The reason I asked was because I had connected with someone on Ancestry.com who had a family tree posted that seemed to match up. I had an approximate birth date for Peter based on census records (1858-1863), I had a possible origin (Longford, Ireland) based on hearsay from my grandmother, I had the names of his parents (Thomas Casey and Margaret McCarthy) based on his death certificate, and I had the names of two, possibly three brothers (Edward, John, possibly Thomas) from other people's research. I found a guy on Ancestry from County Longford, now residing in Boston, who was researching his Casey ancestors and inadvertantly researched the wrong Casey family - wrong for him, but quite possibly right for me. Because he had grown up in the town where these Caseys lived 150 years ago, he had access to cemeteries and baptismal records that would take me much time and much money to find on my own.

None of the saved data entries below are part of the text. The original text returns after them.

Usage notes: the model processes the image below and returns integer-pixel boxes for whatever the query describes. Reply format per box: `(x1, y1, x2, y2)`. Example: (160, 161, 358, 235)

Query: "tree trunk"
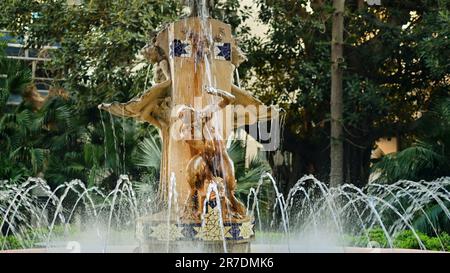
(357, 0, 365, 10)
(330, 0, 345, 187)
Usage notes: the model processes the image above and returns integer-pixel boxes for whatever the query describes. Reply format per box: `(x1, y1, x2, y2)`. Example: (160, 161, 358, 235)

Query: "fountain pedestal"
(135, 202, 254, 253)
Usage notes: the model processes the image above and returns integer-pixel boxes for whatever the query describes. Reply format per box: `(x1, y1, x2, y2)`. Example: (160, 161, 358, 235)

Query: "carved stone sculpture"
(100, 2, 278, 252)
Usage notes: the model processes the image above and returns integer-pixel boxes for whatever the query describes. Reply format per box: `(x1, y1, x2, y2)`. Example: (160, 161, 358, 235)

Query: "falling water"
(235, 69, 241, 89)
(166, 172, 179, 253)
(248, 173, 290, 234)
(99, 110, 108, 171)
(201, 181, 228, 253)
(121, 109, 126, 174)
(0, 175, 142, 252)
(108, 112, 121, 175)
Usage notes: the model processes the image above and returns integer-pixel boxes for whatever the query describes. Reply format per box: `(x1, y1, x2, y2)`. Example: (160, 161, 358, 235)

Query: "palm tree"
(227, 140, 272, 201)
(373, 98, 450, 235)
(0, 45, 46, 183)
(373, 98, 450, 183)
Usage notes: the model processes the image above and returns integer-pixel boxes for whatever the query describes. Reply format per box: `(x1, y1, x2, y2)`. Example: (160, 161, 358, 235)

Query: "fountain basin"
(135, 203, 255, 253)
(1, 246, 446, 253)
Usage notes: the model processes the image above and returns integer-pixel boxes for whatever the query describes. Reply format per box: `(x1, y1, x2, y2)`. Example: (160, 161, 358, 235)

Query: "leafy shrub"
(346, 228, 450, 251)
(0, 225, 77, 250)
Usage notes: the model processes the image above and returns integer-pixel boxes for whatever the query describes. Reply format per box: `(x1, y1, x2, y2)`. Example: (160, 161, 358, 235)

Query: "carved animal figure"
(141, 36, 171, 84)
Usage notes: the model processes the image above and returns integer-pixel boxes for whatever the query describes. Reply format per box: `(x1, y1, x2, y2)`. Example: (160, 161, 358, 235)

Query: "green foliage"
(413, 201, 450, 236)
(228, 140, 272, 201)
(0, 235, 23, 250)
(345, 228, 389, 247)
(0, 58, 32, 97)
(347, 228, 450, 251)
(242, 0, 450, 186)
(0, 0, 248, 190)
(0, 45, 40, 182)
(373, 142, 449, 182)
(373, 98, 450, 183)
(0, 225, 75, 250)
(227, 139, 276, 226)
(133, 129, 162, 172)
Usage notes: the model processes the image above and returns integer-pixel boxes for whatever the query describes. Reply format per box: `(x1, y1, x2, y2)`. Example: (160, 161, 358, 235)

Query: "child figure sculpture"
(177, 87, 246, 221)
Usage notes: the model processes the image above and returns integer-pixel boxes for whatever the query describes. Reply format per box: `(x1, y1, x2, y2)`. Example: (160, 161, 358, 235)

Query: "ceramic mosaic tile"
(170, 39, 192, 58)
(214, 42, 231, 61)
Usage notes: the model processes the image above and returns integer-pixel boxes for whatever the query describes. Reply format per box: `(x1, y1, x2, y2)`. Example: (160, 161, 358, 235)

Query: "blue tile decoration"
(214, 42, 231, 61)
(170, 39, 191, 58)
(140, 204, 255, 242)
(181, 224, 199, 239)
(208, 200, 217, 209)
(228, 224, 242, 240)
(142, 221, 254, 241)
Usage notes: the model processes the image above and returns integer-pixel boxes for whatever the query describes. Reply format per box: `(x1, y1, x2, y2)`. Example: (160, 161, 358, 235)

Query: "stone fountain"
(99, 0, 277, 253)
(2, 0, 449, 256)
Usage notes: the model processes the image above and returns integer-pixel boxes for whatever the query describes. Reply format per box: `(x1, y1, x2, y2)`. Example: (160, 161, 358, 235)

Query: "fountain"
(2, 174, 450, 253)
(98, 0, 278, 253)
(1, 1, 450, 255)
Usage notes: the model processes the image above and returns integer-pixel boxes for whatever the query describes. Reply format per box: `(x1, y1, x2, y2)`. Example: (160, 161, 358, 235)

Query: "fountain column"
(99, 5, 278, 253)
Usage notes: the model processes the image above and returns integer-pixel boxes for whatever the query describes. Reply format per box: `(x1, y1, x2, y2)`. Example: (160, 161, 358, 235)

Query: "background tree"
(0, 42, 41, 182)
(1, 0, 449, 192)
(373, 98, 450, 183)
(0, 0, 252, 189)
(330, 0, 345, 187)
(240, 0, 450, 192)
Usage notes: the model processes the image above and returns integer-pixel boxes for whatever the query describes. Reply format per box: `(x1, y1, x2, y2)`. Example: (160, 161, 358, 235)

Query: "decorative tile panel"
(170, 39, 192, 58)
(214, 42, 231, 61)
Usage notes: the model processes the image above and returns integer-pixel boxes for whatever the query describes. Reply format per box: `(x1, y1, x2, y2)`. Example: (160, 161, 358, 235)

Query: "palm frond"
(236, 156, 271, 196)
(15, 109, 33, 129)
(434, 98, 450, 125)
(227, 140, 247, 178)
(133, 135, 161, 170)
(373, 141, 449, 183)
(29, 148, 47, 174)
(83, 143, 103, 166)
(413, 201, 450, 235)
(0, 58, 32, 95)
(0, 87, 9, 109)
(38, 97, 75, 131)
(86, 165, 111, 188)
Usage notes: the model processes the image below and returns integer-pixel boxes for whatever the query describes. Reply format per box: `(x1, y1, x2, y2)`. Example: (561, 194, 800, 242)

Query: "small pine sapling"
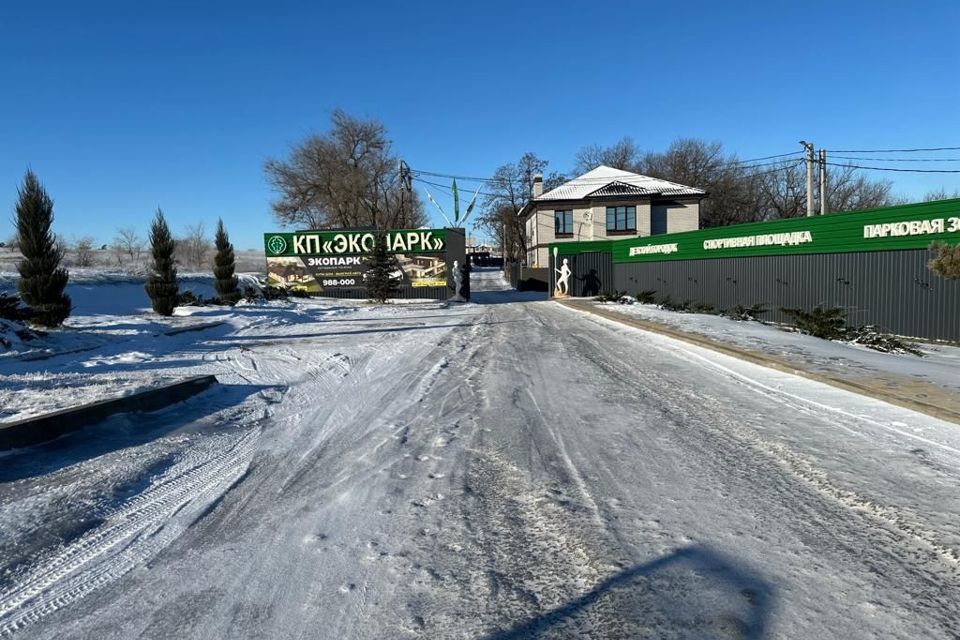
(213, 219, 241, 305)
(145, 209, 179, 316)
(364, 232, 400, 304)
(14, 171, 71, 326)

Sometimes the universe works in mysterious ways... Anyway, in this family he had researched that was not his but was quite possibly mine, there was a Thomas Casey married to Margaret McCarthy, and of their several children listed, there was an Edward, a John, a Thomas, and a Peter, born about 1856. Several other siblings included a Kate, a Francis, and an Elizabeth.
So that July afternoon in my grandmother's kitchen, I asked her to tell me everything she knew about Peter Casey. She only had one personal story to tell, one that included her brother almost getting a beating from him because Peter's wife, Mary Enright, dared Dan to pour water on his grandfather's head. She knew other things, like he was uneducated - he couldn't read or write and he couldn't count - so he depended on his wife and children to help him with his carting business. He apparently also was quite impatient, cutting the legs off a piano he was supposed to be moving because it was taking too long to get it where it needed to go. But she didn't know when he was born or the name of the town where he came from, and she only knew about his parents because I had passed along that information to her. But she did know about some of her mother's Casey aunts and uncles, like Uncle Edward. And an Aunt Lizzie. And her mother's godfather, Uncle Frank, whose birth name was Francis.

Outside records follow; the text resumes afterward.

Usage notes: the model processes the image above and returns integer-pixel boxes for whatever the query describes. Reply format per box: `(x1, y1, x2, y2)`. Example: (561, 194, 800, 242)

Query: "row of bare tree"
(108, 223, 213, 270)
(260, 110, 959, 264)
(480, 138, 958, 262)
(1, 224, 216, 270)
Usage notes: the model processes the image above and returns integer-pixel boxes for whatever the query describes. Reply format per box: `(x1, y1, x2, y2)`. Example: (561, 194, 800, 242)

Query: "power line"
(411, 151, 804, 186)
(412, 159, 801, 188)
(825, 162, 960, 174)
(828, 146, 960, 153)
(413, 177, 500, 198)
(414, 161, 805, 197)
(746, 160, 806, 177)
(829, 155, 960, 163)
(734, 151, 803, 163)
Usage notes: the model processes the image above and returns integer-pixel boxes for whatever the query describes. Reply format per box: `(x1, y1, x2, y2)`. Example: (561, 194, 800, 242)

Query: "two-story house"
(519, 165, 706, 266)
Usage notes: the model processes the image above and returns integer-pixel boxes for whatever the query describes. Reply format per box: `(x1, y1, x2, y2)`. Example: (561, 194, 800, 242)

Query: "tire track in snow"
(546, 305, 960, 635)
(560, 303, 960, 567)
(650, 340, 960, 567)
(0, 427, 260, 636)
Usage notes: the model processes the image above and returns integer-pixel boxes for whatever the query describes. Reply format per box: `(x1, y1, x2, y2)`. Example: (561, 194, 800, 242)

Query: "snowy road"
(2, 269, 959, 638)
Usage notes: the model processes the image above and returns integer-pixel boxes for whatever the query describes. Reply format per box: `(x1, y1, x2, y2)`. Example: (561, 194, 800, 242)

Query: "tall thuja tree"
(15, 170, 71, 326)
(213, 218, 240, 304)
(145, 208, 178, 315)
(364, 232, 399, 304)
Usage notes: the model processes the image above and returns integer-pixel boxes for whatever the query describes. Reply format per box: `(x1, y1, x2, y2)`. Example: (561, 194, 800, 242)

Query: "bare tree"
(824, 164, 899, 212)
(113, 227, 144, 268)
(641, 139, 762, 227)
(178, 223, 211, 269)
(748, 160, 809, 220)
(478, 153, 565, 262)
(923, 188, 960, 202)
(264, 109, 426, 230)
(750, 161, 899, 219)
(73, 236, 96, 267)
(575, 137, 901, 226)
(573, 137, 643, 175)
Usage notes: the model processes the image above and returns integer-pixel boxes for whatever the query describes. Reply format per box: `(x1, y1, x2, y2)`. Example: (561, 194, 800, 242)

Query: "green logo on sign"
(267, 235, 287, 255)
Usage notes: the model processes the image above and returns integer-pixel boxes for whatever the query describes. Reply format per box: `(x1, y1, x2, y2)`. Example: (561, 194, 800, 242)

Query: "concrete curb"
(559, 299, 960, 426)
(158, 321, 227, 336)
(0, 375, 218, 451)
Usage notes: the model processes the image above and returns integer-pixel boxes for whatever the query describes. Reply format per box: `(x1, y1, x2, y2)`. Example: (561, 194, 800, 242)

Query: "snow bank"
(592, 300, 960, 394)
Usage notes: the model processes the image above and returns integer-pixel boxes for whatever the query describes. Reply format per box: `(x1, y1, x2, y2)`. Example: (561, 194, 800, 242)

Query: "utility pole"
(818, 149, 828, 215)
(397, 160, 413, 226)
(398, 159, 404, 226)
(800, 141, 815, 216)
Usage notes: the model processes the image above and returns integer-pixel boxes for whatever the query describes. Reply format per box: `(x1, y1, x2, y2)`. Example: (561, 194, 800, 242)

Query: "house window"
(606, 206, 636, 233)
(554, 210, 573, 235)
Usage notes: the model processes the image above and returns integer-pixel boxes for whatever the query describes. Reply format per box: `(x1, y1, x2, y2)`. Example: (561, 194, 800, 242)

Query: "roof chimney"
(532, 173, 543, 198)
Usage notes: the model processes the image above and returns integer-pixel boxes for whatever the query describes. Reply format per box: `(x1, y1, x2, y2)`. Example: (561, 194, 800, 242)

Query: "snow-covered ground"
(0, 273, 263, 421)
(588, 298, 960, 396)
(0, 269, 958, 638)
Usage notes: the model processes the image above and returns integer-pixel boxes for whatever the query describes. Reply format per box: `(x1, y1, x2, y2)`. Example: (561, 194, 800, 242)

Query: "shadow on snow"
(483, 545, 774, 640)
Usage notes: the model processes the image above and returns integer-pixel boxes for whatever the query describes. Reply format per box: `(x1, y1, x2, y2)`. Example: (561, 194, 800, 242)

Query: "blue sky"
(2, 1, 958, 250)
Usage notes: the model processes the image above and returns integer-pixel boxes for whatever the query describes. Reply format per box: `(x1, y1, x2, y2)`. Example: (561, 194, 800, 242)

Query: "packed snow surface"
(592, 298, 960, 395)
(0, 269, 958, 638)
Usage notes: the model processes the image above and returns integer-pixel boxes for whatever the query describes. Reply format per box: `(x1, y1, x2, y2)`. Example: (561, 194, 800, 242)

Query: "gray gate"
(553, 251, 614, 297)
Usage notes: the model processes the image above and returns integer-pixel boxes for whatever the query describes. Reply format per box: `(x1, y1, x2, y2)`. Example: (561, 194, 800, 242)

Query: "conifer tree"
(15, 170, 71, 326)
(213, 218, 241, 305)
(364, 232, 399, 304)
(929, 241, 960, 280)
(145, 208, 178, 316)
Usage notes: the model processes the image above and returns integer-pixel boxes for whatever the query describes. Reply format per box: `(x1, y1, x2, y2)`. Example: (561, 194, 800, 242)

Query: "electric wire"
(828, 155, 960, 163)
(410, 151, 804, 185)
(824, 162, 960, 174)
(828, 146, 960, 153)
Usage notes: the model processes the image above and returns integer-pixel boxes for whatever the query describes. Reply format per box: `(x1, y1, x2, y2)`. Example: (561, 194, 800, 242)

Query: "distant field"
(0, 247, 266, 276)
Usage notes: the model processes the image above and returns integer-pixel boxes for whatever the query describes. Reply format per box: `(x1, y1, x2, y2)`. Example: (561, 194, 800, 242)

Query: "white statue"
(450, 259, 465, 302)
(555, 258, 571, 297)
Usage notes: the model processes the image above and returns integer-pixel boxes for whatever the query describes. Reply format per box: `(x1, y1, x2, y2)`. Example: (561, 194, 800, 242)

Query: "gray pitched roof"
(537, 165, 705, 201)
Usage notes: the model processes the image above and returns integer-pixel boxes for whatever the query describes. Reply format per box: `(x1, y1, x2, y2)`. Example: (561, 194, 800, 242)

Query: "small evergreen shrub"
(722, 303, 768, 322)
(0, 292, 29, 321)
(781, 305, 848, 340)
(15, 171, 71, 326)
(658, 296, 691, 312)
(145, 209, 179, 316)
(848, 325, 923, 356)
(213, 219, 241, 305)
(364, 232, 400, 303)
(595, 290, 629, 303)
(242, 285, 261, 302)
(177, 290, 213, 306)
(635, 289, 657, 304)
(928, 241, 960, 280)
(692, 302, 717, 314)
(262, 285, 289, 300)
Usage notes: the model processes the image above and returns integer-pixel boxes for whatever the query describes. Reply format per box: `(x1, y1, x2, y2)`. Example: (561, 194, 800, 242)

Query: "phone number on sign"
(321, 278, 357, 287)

Like Nancy Drew, I don't believe in coincidences. And when it comes to genealogy, I get a Spidey-sense that tingles down my spine when I don't have 100 percent verifiable proof that one and one equals two, but when I'm pretty sure that everything adds up. And usually down the line when I do get proof, everything does, in fact, add up. I get that feeling with my Caseys and the Caseys researched by Sean of Boston, formerly of County Longford. Unfortunately, his research also goes no further back that Thomas Casey and Margaret McCarthy, but siblings and dates and the name of the town may be helpful in tracing the Casey line to other descendents, descendents doing their own Casey research with documents and records and stories I don't have, which they'll be willing to share with me once I find them.